Sadly, Percy Wood was one of the casualties of the assault on the Triangle. Peter Percy Wood was killed in action on 5 May 1917, near La Coulotte, in the Pas-de-Calais province of northern France. He was still three weeks' shy of his eighteenth birthday, and had been with his unit less than two months. He was one of 4,917 casualties that the South Saskatchewan Bn sustained during the Great War. Of the 5,374 men who served in "the Suicide Battalion" in World War One, only 457 were not killed or wounded.
Photo: Univ. of Saskatchewan Archives,
Photograph Collection, Item No.A-8791
46th Bn memorial
The University of Saskatchewan's Memorial to the men of the 46th Bn, CEF, was dedicated in 1933.
It depicts the transformation of Saskatchewan's young farmers into soldiers, and is inscribed:

"THEY ARE TOO NEAR TO BE GREAT, BUT OUR CHILDREN SHALL UNDERSTAND
HOW AND WHEN OUR FATE WAS CHANGED, AND BY WHOSE HAND".
Percy's grave was in an area which changed hands several times in subsequent fighting, so that by the time the War ended its exact location was no longer known.

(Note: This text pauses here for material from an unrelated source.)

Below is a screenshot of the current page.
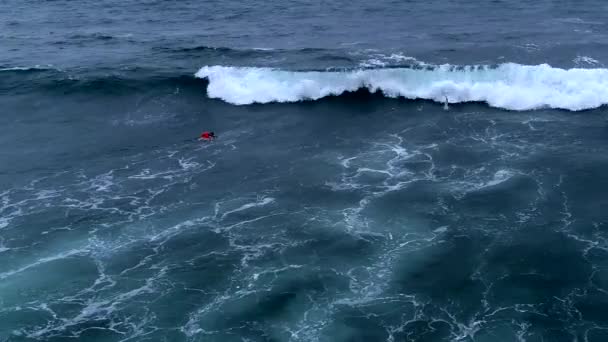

Official enquiries continued as late as March 1920, but all attempts to trace his burial place were unsuccessful. Percy is one of the 11,285 men of the CEF "Missing in France", whose names are inscribed on the Vimy Memorial, which was unveiled in the presence of his mother in July 1936.
The Vimy Memorial
Photo: "The Epic of Vimy"
The Vimy Memorial Percy Wood memorial inscription
When the War was over, and the Canadian government was seeking a site for its national memorial to the dead, it selected Vimy Ridge, where the Canadian Corps had enjoyed its greatest triumph. Today the land around Vimy, including the Ridge itself, has been given by France to Canada in perpetuity, in recognition of Canada's contribution to the First World War.

The Vimy Memorial which now stands there is Canada's national memorial not only to those who died at Vimy, but to all 60,000 Canadians who lost their lives in the Great War. Around the base of the Memorial are inscribed the names of 11,285 members of the Canadian Expeditionary Force who were killed in France during the Great War, but have no known grave. Peter Percy Wood's name is listed among them.